The Sixteenth Sense
Okay, remember that scene where the little boy is standing in the kitchen looking completely normal and benign? And his mom is walking around doing normal and benign mom things? And then she steps into the little mudroom or whatever the room is, just off the kitchen? And then she steps back in and sees something that made every person in the theatre jump thirty feet straight up?
Remember that scene? It was in The Six Sense. And what made everyone wig out was all the chairs around the table were suddenly and impossibly stacked one atop the other. No way for the kid to have done it in three and a half seconds, and no explanation for it either.
Okay. Keep that in mind.
So we’re out at some restaurant this past summer, right? Just chit-chatting away with other grown-ups having grown-up conversation. Conversation like, “Yeah, I’d like to see that brochure again too, because I’m pretty sure having children and teaching them to talk back was not a part of the package.”
One of my children — and by now, I’m going to wager all my regular readers know exactly who I’m talking about without naming names *cough* Beta Male *cough* — was hovering nearby.
I should .•*•Time Travel•*•. here real quick and tell you another story, though. A story that will set the stage here even more and, if nothing else, explain why the seemingly paranormal became the New Normal a loooOOoooong time ago.
[.•*•Time Travel•*•. Star date: Summer 2000]
I’m sitting at my desk working on my computer. I’m type-type-typing away at something and then sit back and think. As I’m thinking about what to type next I’m looking at the monitor.
And amazing new thoughts and concepts and ideas start flowing one after another in a cascade of brilliant and free-associative articulation.
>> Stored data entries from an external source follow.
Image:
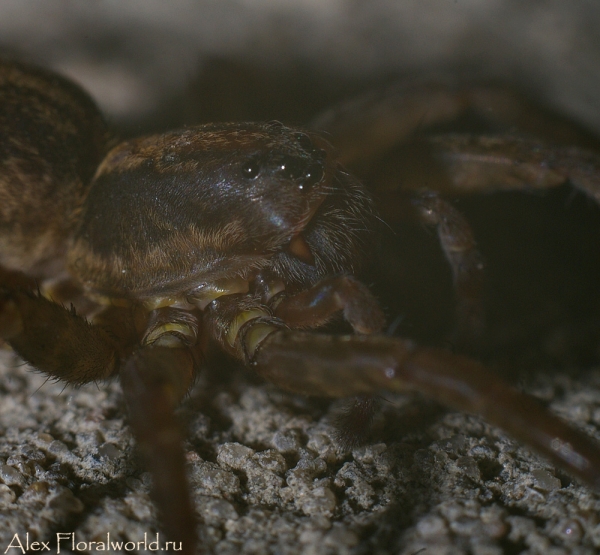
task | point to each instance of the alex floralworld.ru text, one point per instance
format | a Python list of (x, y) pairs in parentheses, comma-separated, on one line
[(68, 541)]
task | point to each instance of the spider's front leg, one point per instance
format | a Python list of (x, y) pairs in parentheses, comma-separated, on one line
[(156, 362), (347, 365)]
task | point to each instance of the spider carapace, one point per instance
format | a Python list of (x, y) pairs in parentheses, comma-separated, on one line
[(246, 236)]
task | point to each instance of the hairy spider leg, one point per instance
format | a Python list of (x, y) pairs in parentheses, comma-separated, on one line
[(339, 366), (154, 378), (350, 365), (457, 242)]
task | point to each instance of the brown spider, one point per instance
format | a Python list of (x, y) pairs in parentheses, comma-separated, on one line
[(243, 237)]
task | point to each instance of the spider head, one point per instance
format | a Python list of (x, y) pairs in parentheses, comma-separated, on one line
[(168, 212)]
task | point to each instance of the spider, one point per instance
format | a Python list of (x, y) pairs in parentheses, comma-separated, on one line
[(244, 237)]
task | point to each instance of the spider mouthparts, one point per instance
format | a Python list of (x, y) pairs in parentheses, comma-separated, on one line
[(299, 248)]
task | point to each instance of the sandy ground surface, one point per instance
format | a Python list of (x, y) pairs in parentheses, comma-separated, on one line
[(266, 472)]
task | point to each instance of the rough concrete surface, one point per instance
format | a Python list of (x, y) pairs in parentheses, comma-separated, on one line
[(266, 471), (268, 477)]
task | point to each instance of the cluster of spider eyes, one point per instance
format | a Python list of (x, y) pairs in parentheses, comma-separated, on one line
[(288, 167)]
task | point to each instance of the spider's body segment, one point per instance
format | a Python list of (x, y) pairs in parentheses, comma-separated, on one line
[(234, 235)]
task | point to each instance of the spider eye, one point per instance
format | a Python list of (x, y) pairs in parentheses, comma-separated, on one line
[(313, 175), (305, 142), (251, 168), (291, 168)]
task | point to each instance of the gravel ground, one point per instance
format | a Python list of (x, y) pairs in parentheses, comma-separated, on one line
[(268, 477), (266, 472)]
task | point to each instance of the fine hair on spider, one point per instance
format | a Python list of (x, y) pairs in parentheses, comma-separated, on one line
[(247, 238)]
Which was incredible and liberating and transcendent.
It was also illegible because it read like this:
“ad axkljcxfh qh 4rtgqyxbcas f@#$sdafh f231[po23rn q3r4j1 ewf 2314"
My eyes were popping out of their sockets because while all this was happening, I was sitting back with my hands crossed, head tilted all RCA dog and everything...
AND. NOT. TOUCHING. THE. KEYBOARD.
It only lasted a few seconds, but in those few seconds, I went from curiosity to confusion to horror to laughter.
Because when I glanced from the computer screen channeling the devil to the keyboard, I saw one tiny little hand reaching up from under the desk and scrambling over the keyboard clickety-clacking type-type-typing to beat the band.
Okay, that was one of the first times Beta Male left his little footprint fingerprint on the world around me.
[end .•*•Time Travel•*•.]
Back to the restaurant.
Turn to left, talk to guest on left. Turn to right, talk to guest on right.
Set fork down.
Turn back to guest on right to answer question whilst simultaneously reaching for aforementioned fork on my left.
*Brain notes absence of fork. [Time span: roughly 2.8 seconds]
Turn to left to pick up fork—see kitchen chairs stacked one atop the other forks—scream like little girl.
“Alex would you please stop doing that!?”





Oh! I repeat myself (and I don’t care to do it) I like Beta! A LOT!